2. Conversion of capital asset into stock in trade under Section 45(2).
3. Determination of the year in which capital gain is chargeable to tax.
4. Cost of acquisition of the land for computing long-term capital gains.
5. Determination of sale consideration for computing capital gains.

Issue-wise Detailed Analysis:

1. Validity of Re-assessment under Section 143(3) read with Section 147 without issuing notice under Section 143(2):
The assessee challenged the validity of the re-assessment made by the AO for assessment year 2003-04 on the grounds that no notice under Section 143(2) was issued during the re-assessment proceedings. The Tribunal noted that the Revenue did not dispute this fact. The Tribunal relied on the decision of the Hon'ble Bombay High Court in the case of CIT vs. Ms. Malavika Arun Somaiya, where it was held that the absence of notice under Section 143(2) renders the re-assessment invalid. Consequently, the Tribunal canceled the re-assessment for assessment year 2003-04, rendering other grounds for that year infructuous.

2. Conversion of Capital Asset into Stock in Trade under Section 45(2):
The Tribunal examined whether the assessee had converted the land into stock in trade for the purpose of real estate business. The assessee provided evidence of steps taken before entering into the Development Agreement, such as obtaining necessary approvals and certificates. The Tribunal referred to the case of Vidhyavihar Containers Ltd., where similar steps were considered sufficient to establish that the real estate business was commenced and carried on. The Tribunal concluded that the conversion of land into stock in trade on 15-05-2002 was valid under Section 45(2).

3. Determination of the Year in which Capital Gain is Chargeable to Tax:
The Tribunal held that the capital gain arising from the transfer of land by way of conversion into stock in trade is chargeable to tax in the year in which the stock in trade is sold, as per Section 45(2).

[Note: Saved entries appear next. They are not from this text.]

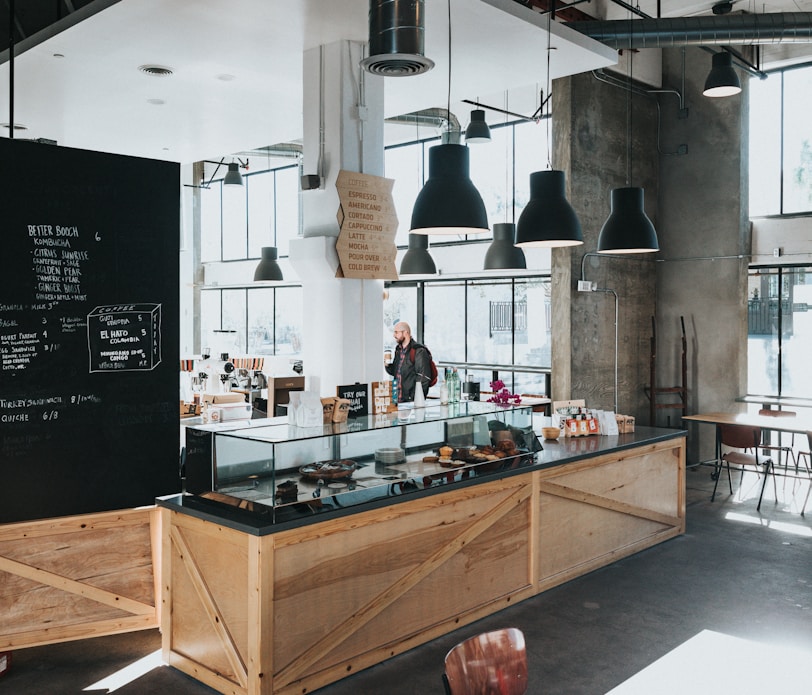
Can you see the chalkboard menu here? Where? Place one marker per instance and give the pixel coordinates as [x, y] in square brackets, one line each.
[88, 331]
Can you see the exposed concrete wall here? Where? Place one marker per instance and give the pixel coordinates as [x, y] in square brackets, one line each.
[591, 140]
[704, 238]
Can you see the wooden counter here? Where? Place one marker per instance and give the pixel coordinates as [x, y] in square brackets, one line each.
[256, 611]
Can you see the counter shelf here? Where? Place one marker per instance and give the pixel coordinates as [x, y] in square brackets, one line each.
[258, 467]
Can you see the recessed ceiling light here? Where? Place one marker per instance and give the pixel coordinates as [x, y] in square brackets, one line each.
[155, 70]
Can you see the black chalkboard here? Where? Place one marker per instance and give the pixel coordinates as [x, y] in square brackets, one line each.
[88, 331]
[358, 396]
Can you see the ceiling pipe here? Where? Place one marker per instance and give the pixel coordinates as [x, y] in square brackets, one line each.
[431, 118]
[719, 30]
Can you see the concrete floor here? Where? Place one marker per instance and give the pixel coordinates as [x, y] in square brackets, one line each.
[735, 572]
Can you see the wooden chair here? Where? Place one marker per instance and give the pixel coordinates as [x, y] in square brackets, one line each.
[742, 437]
[788, 451]
[493, 663]
[808, 456]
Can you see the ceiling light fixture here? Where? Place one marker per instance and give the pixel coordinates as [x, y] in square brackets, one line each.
[722, 80]
[628, 229]
[268, 269]
[417, 260]
[548, 220]
[449, 203]
[477, 131]
[502, 254]
[233, 176]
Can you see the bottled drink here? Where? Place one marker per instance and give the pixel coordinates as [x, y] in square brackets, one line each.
[454, 387]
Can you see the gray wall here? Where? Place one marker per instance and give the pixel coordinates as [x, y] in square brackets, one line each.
[704, 238]
[591, 141]
[698, 204]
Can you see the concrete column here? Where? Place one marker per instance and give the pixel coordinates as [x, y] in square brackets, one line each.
[704, 234]
[343, 129]
[590, 140]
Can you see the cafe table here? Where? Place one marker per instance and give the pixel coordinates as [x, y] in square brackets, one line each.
[789, 423]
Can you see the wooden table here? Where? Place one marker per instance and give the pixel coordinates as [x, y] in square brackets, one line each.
[786, 423]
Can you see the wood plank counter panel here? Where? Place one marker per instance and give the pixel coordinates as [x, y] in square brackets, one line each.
[597, 511]
[77, 577]
[291, 611]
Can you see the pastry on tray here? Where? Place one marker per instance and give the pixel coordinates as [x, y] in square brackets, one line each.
[329, 470]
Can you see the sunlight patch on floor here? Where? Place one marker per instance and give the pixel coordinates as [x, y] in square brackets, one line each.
[128, 674]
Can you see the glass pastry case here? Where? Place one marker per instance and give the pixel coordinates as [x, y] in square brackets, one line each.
[282, 471]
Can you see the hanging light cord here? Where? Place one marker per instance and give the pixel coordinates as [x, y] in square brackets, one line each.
[448, 103]
[629, 108]
[549, 89]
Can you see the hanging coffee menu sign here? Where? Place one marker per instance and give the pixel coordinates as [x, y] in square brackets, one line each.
[368, 225]
[89, 278]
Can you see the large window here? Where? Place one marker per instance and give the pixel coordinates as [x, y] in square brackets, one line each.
[781, 143]
[779, 317]
[502, 325]
[253, 321]
[237, 221]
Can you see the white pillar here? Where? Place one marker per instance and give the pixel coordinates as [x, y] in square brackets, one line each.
[343, 129]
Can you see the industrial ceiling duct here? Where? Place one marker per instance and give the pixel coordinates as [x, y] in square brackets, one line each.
[396, 39]
[724, 30]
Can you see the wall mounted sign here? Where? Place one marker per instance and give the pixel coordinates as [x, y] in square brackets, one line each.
[368, 224]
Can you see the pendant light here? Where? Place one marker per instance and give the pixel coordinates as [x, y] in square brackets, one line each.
[502, 254]
[417, 260]
[449, 203]
[548, 220]
[268, 268]
[233, 176]
[477, 131]
[722, 79]
[628, 229]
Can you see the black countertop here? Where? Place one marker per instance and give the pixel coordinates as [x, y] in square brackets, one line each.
[261, 520]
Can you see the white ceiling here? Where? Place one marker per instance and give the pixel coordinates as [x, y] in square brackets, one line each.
[237, 67]
[237, 70]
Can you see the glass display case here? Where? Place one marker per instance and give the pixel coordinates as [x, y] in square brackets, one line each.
[281, 471]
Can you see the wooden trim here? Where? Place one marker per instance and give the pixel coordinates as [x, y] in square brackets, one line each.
[71, 586]
[65, 633]
[73, 524]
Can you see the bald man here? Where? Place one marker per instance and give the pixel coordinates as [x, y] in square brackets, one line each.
[404, 369]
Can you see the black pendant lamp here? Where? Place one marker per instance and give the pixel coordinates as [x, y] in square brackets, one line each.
[477, 131]
[548, 220]
[417, 260]
[268, 269]
[502, 254]
[233, 176]
[627, 229]
[722, 79]
[449, 203]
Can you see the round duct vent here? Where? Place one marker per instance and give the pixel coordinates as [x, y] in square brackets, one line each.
[396, 39]
[156, 70]
[397, 64]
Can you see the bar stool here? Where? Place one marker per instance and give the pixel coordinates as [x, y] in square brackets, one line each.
[788, 451]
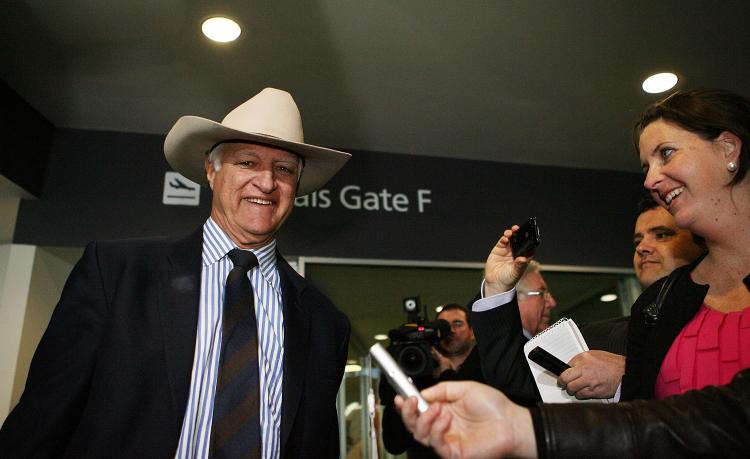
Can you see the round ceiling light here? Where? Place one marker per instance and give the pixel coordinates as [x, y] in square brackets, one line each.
[659, 83]
[221, 29]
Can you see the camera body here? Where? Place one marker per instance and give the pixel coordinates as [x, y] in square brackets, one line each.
[411, 343]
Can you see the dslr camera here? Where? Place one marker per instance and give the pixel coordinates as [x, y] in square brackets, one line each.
[411, 343]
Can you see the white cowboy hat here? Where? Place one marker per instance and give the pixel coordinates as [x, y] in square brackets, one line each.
[271, 118]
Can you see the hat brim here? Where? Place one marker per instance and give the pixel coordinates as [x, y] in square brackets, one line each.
[191, 137]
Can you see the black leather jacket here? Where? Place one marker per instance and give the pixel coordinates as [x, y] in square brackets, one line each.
[711, 422]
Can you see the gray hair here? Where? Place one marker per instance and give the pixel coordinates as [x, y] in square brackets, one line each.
[215, 154]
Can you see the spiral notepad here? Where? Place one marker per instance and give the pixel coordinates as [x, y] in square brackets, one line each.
[563, 340]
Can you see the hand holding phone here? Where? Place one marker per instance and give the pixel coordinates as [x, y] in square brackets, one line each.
[526, 239]
[398, 379]
[548, 361]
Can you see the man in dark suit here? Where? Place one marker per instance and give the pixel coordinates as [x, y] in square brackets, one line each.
[129, 364]
[659, 248]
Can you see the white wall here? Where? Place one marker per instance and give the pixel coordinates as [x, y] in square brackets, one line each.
[31, 280]
[16, 266]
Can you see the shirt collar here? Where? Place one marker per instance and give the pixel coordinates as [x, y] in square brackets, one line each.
[216, 245]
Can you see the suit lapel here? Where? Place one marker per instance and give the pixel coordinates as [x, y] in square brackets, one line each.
[179, 296]
[296, 341]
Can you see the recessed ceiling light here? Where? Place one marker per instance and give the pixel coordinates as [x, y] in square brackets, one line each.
[659, 83]
[221, 29]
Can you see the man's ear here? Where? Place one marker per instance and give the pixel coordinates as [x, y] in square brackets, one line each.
[210, 172]
[731, 146]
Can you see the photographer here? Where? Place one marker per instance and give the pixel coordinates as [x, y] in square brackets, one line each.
[456, 358]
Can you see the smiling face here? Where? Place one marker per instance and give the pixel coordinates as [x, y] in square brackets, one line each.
[253, 191]
[686, 174]
[535, 303]
[660, 246]
[462, 336]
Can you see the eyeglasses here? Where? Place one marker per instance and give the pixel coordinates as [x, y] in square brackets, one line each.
[541, 292]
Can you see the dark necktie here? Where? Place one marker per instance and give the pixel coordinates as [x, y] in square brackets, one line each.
[235, 431]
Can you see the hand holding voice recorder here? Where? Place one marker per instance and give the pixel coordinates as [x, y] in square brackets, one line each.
[402, 383]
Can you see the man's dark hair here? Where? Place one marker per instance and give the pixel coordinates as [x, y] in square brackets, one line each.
[706, 113]
[454, 306]
[647, 203]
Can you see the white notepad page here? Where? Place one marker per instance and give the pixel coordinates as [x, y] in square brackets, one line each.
[562, 339]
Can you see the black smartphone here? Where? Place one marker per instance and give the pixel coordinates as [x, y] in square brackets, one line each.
[524, 242]
[548, 361]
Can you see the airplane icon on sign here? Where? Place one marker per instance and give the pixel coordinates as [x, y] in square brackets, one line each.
[178, 184]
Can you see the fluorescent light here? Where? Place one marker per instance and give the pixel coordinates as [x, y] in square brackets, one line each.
[659, 83]
[221, 29]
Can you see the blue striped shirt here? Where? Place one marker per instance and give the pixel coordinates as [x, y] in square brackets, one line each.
[196, 426]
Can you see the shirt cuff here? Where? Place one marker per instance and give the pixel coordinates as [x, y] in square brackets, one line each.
[616, 398]
[494, 301]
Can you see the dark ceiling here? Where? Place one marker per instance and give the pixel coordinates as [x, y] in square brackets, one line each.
[541, 82]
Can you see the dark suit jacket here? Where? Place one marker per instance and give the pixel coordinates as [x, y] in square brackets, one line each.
[111, 375]
[647, 346]
[609, 335]
[500, 341]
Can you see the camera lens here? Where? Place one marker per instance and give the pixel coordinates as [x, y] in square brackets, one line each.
[413, 360]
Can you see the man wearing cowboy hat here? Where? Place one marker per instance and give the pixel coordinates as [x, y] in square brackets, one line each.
[132, 362]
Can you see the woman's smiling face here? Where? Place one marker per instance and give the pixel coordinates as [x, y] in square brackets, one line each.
[685, 173]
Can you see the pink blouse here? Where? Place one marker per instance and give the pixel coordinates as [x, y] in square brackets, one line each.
[711, 348]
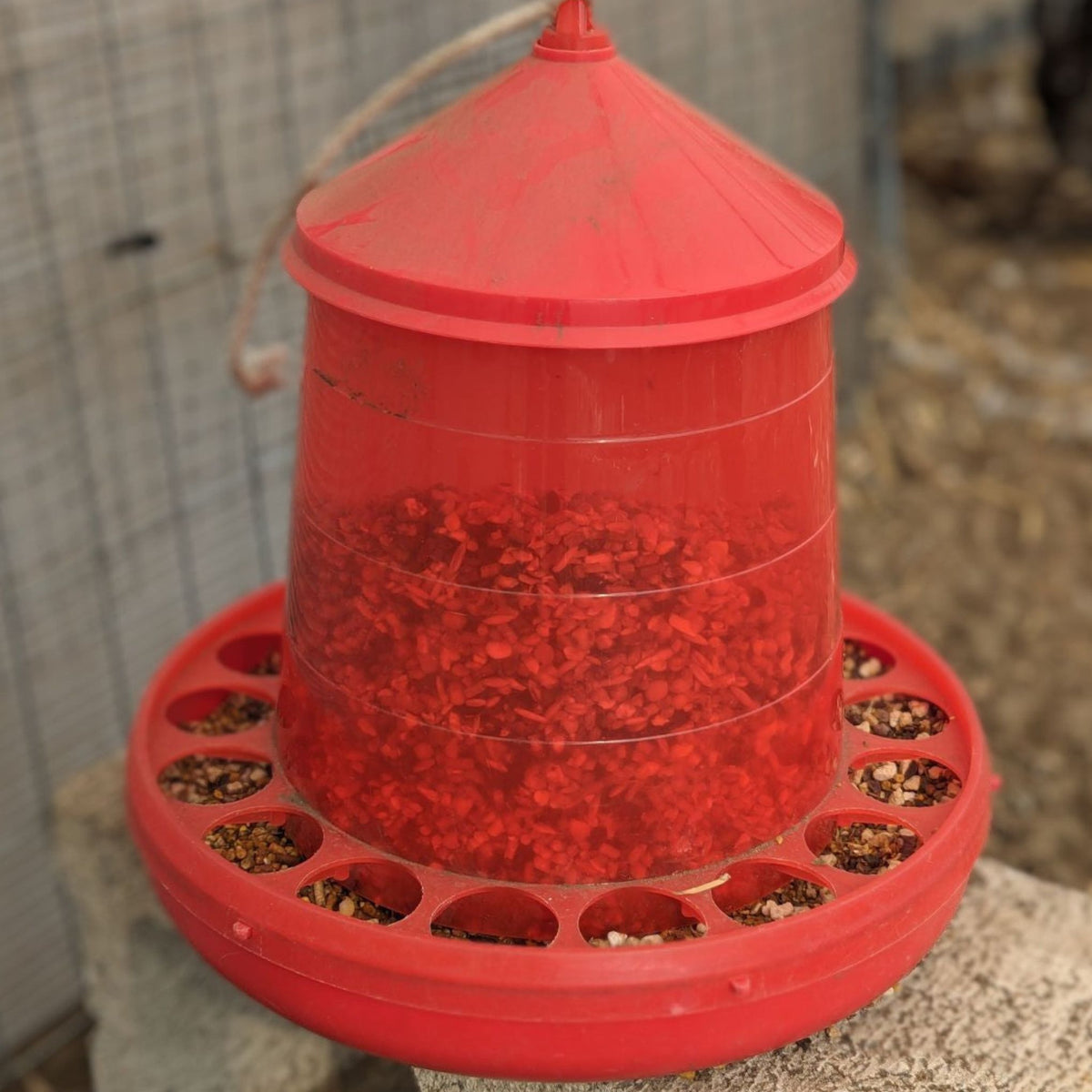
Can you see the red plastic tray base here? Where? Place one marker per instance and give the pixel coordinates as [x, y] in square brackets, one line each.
[568, 1011]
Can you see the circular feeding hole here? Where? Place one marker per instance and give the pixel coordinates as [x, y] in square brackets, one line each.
[861, 660]
[861, 845]
[759, 893]
[257, 654]
[377, 891]
[632, 916]
[217, 713]
[896, 716]
[906, 782]
[268, 844]
[497, 916]
[202, 779]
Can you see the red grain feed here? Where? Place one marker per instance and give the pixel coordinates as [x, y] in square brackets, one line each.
[560, 688]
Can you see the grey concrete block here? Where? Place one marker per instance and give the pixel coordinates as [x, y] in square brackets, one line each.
[165, 1021]
[1004, 1004]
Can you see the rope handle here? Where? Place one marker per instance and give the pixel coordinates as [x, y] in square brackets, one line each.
[258, 369]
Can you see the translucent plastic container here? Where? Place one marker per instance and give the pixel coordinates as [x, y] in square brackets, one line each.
[562, 616]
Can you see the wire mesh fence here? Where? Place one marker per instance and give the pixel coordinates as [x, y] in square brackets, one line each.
[143, 143]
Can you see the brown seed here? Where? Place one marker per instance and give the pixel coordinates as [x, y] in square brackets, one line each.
[200, 780]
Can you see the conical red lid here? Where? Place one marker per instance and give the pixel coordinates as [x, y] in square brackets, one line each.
[571, 201]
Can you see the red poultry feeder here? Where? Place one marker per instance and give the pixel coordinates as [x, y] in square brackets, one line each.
[561, 708]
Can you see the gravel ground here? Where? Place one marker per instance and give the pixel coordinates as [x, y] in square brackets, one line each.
[966, 478]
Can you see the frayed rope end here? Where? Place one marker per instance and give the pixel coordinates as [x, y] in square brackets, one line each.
[261, 369]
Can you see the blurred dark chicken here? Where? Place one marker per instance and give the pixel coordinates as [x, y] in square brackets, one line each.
[1064, 76]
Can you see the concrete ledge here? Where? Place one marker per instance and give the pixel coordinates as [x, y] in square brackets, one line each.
[1004, 1004]
[165, 1021]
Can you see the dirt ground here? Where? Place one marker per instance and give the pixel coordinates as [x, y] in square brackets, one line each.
[966, 480]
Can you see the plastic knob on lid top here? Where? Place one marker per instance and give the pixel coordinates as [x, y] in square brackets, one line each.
[573, 36]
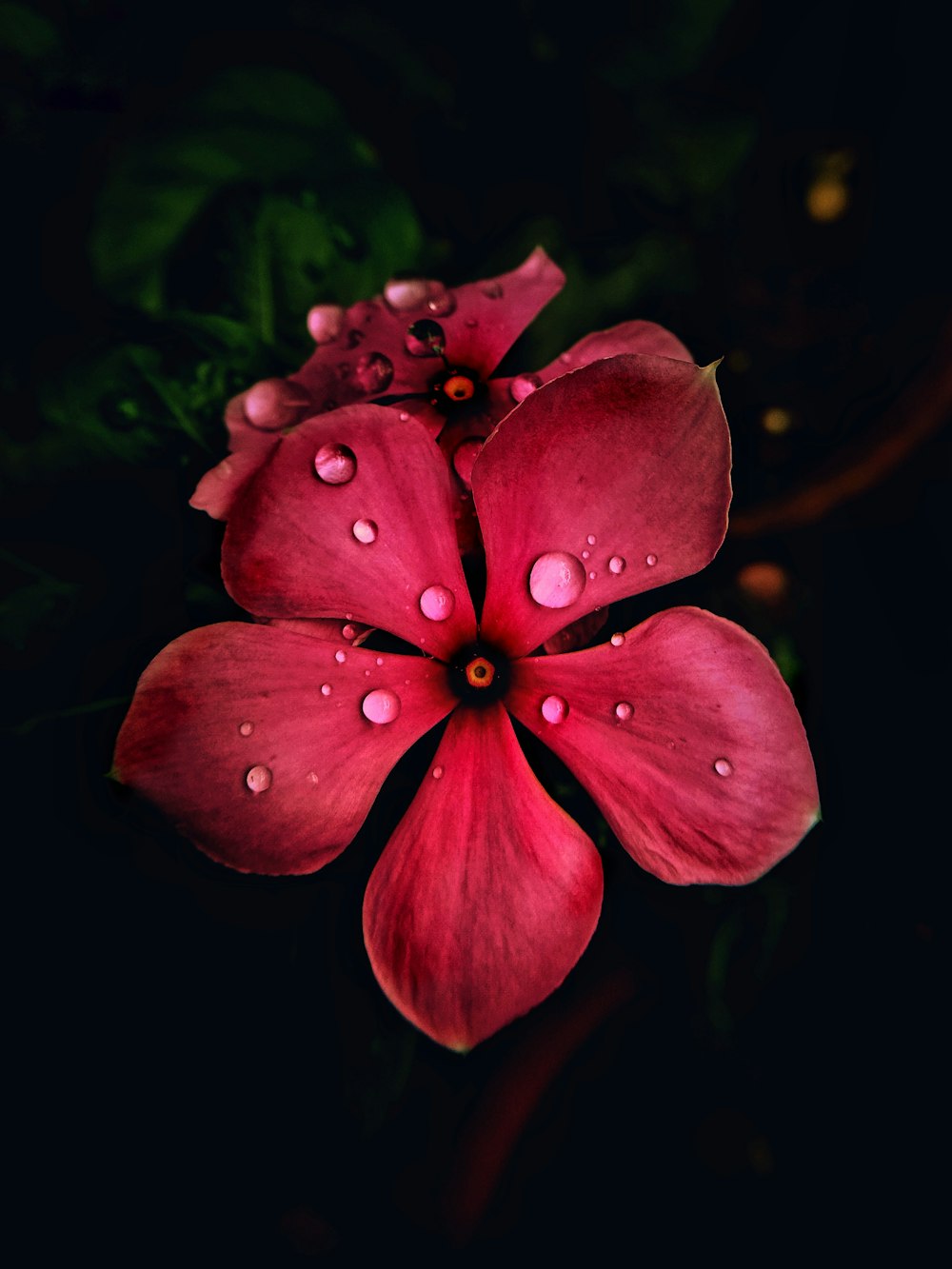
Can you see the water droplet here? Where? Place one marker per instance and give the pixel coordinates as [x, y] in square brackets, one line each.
[259, 780]
[326, 323]
[464, 458]
[524, 386]
[373, 373]
[334, 464]
[425, 338]
[404, 293]
[381, 705]
[365, 530]
[437, 603]
[556, 579]
[555, 709]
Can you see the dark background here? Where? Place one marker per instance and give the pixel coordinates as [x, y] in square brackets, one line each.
[209, 1071]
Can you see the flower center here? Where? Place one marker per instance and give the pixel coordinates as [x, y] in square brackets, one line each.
[479, 674]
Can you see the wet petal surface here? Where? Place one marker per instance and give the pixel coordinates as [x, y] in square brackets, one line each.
[257, 743]
[296, 545]
[487, 892]
[623, 471]
[687, 738]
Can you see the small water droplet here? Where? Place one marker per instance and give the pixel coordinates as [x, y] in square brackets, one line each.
[555, 709]
[334, 464]
[381, 705]
[326, 323]
[556, 579]
[259, 780]
[524, 386]
[437, 603]
[425, 338]
[465, 456]
[404, 293]
[365, 530]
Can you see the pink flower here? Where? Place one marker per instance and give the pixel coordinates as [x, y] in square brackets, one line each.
[428, 350]
[268, 744]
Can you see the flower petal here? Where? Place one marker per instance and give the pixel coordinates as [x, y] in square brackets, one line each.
[487, 892]
[371, 542]
[232, 734]
[687, 738]
[619, 475]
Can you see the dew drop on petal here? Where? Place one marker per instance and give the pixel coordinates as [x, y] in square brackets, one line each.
[381, 705]
[326, 323]
[556, 579]
[365, 530]
[334, 464]
[259, 780]
[555, 708]
[403, 293]
[524, 386]
[437, 603]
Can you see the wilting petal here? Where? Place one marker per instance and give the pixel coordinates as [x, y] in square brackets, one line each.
[257, 742]
[486, 896]
[687, 738]
[627, 460]
[372, 542]
[645, 338]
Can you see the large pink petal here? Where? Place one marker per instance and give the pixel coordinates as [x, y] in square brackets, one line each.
[297, 545]
[486, 896]
[257, 740]
[689, 742]
[605, 483]
[482, 320]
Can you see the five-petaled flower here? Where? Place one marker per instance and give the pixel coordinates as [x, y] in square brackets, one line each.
[268, 743]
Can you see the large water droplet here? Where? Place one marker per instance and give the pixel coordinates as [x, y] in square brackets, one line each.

The sale of stock in trade was recognized by the assessee in the previous year relevant to assessment year 2005-06 when the consideration in the form of constructed area was received. The Tribunal, following the decision in the case of Crest Hotels Ltd., held that the capital gain is chargeable to tax in assessment year 2005-06.

4. Cost of Acquisition of the Land for Computing Long-term Capital Gains:
The assessee had taken the cost of acquisition of the Sanpada land at Rs.1,07,90,000/-, being 83% of the market value on the date of allotment. The AO took the cost as Nil, while the CIT(A) took it at Rs.52,000/-. The Tribunal referred to the case of Atul G. Puranik, where it was held that the market value of the land on the date of allotment should be considered as the cost of acquisition. The Tribunal directed the AO to take the cost of acquisition at Rs.1,07,90,000/-.

5. Determination of Sale Consideration for Computing Capital Gains:
The assessee had taken the fair market value of the land at Rs.2,49,00,000/- on the date of conversion as the full value of consideration for computing capital gain. The Tribunal, referring to Section 45(2), held that the fair market value on the date of conversion should be deemed as the full value of consideration. The Tribunal directed the AO to adopt the fair market value of Rs.2,49,00,000/- as the full value of consideration for computing capital gain.

Conclusion:
Both appeals of the assessee were allowed, with the Tribunal providing a detailed analysis and directions on each issue, ensuring compliance with relevant legal provisions and precedents. The Tribunal's decision was pronounced on 22nd June 2012.